Table des matières :

1     Jésus jeune enfant

2     Un rejeton qui monte d’une terre aride

3     Lien entre le Père et le Fils dans Jean

4     Les œuvres de Mon Père

5     Rien d’autre que la volonté du Père

6     Le temps de Dieu

7     Sans se lasser

8     Pour que le Père soit glorifié et adoré

 

 

1                        Jésus jeune enfant

Jésus, âgé de douze ans, monte avec ses parents à Jérusalem. La fête de Pâque achevée, ils prennent le chemin du retour, « croyant qu’il était dans la troupe des voyageurs » (Luc 2:44). Mais après une journée de marche sans lui, ils découvrent leur erreur. Perdre le contact avec Jésus, voilà qui peut nous arriver aussi, hélas, et pour plus de temps encore.

Il faut donc rebrousser chemin et revenir à Jérusalem. Ce n’est qu’après trois jours de vaines recherches qu’ils le trouvent enfin dans le temple, où ils auraient dû premièrement se rendre. Il était inutile de le chercher ailleurs. Comme un parfait lévite, « selon tout le désir de son âme » (Deut. 18:6), Jésus était resté là où l’Éternel avait mis la mémoire de son Nom.

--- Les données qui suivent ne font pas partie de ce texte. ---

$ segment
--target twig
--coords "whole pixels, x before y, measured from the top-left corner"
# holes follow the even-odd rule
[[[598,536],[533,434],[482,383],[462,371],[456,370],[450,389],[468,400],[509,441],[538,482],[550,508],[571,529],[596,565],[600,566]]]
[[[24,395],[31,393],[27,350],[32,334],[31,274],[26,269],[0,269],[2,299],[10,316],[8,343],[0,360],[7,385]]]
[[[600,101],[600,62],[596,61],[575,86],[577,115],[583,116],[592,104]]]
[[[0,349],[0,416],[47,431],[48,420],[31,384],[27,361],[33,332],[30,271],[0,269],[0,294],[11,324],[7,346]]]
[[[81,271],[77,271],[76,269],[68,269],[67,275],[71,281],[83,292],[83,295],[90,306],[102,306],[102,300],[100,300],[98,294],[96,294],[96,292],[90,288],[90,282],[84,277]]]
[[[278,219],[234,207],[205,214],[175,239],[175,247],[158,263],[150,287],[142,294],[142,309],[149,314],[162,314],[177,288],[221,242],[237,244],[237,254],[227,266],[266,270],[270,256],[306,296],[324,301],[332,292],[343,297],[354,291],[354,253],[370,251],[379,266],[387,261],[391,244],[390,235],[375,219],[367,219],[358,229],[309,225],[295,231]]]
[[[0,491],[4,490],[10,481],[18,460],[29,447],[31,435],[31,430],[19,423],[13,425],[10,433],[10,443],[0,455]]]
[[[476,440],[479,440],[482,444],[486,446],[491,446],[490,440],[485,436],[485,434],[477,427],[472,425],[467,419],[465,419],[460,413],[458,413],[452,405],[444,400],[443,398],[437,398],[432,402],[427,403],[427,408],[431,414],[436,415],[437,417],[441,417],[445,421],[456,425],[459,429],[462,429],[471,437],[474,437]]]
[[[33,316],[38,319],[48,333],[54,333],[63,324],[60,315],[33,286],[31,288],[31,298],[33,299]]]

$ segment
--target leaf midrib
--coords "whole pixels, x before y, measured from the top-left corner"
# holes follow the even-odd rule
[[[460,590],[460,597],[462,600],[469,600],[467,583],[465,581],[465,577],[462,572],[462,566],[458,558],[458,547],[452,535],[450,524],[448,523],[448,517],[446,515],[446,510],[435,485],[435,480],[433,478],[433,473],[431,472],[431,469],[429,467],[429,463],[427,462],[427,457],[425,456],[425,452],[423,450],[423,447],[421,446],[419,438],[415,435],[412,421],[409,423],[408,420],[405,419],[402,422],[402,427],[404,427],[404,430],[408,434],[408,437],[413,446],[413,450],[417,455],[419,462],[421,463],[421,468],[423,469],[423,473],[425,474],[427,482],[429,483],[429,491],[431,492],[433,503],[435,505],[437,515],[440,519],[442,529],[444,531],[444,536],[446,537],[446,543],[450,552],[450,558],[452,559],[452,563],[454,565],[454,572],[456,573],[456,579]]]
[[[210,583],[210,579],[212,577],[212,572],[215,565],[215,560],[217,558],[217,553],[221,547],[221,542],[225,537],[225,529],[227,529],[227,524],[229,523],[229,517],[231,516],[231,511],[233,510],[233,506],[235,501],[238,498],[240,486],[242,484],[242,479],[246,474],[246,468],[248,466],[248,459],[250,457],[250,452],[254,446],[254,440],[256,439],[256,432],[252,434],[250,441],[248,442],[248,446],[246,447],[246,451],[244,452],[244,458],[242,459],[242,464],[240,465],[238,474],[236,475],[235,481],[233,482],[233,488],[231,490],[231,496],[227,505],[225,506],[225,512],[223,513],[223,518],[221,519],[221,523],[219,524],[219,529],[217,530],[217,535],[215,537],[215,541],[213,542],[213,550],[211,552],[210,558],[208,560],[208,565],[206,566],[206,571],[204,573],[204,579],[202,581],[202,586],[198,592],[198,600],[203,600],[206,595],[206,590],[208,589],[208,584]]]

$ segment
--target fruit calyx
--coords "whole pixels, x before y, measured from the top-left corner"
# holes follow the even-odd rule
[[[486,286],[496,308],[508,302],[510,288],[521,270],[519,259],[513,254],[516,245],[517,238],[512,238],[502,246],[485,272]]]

Bien que rempli de la connaissance divine, il n’enseigne pas encore avec autorité, mais garde l’attitude qui convient à son âge. Il écoute, il interroge les docteurs de la loi, montrant ainsi le prix que la Parole de Dieu a pour lui (Ps. 40:8). Et eux s’étonnent à juste titre de son intelligence et de ses réponses (Luc 2:47 ; Jean 7:46). Mais apparemment il ne s’était pas écoulé beaucoup de temps avant qu’eux-mêmes posent des questions et que Jésus leur réponde. Même à cet âge, la gloire de sa personne brille, elle ne peut être cachée.

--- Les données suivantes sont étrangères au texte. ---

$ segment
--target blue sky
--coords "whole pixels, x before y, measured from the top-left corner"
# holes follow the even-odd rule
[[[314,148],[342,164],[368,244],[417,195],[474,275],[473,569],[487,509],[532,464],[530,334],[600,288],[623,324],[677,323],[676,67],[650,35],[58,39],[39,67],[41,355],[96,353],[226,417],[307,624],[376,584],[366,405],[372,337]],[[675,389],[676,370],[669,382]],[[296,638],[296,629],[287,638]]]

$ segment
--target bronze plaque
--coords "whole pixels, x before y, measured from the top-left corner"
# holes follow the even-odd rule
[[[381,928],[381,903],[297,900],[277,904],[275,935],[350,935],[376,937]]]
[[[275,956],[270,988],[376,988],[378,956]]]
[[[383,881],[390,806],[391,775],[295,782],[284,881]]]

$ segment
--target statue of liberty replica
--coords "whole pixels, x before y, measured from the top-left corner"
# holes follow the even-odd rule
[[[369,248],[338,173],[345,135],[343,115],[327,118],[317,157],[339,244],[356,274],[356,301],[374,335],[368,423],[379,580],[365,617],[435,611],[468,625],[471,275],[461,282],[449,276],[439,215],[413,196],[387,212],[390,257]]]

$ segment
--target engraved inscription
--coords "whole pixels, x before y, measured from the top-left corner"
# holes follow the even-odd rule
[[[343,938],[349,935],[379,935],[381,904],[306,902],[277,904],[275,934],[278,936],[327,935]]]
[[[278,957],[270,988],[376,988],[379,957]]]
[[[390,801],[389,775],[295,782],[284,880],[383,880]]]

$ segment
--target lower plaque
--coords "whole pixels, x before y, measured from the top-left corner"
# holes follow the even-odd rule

Marie lui fait part de leur inquiétude : « Voici, ton père et moi nous te cherchions, étant en grande peine » (Luc 2:48). C’était faire état d’un lien de filiation vis-à-vis de Joseph qui n’existait pas. La réponse de Jésus : « Pourquoi me cherchiez-vous ? Ne saviez-vous pas qu’il me faut être aux affaires de mon Père ? » (Luc 2:49) met en évidence ce qui avait du prix pour lui. Elle établit aussi sa vraie relation et révèle ainsi quel sera le leitmotiv de sa vie. « Il me faut » : ces paroles sont l’expression de la détermination du Seigneur. Elles se trouvent souvent dans sa bouche, tout le long de son chemin vers la croix.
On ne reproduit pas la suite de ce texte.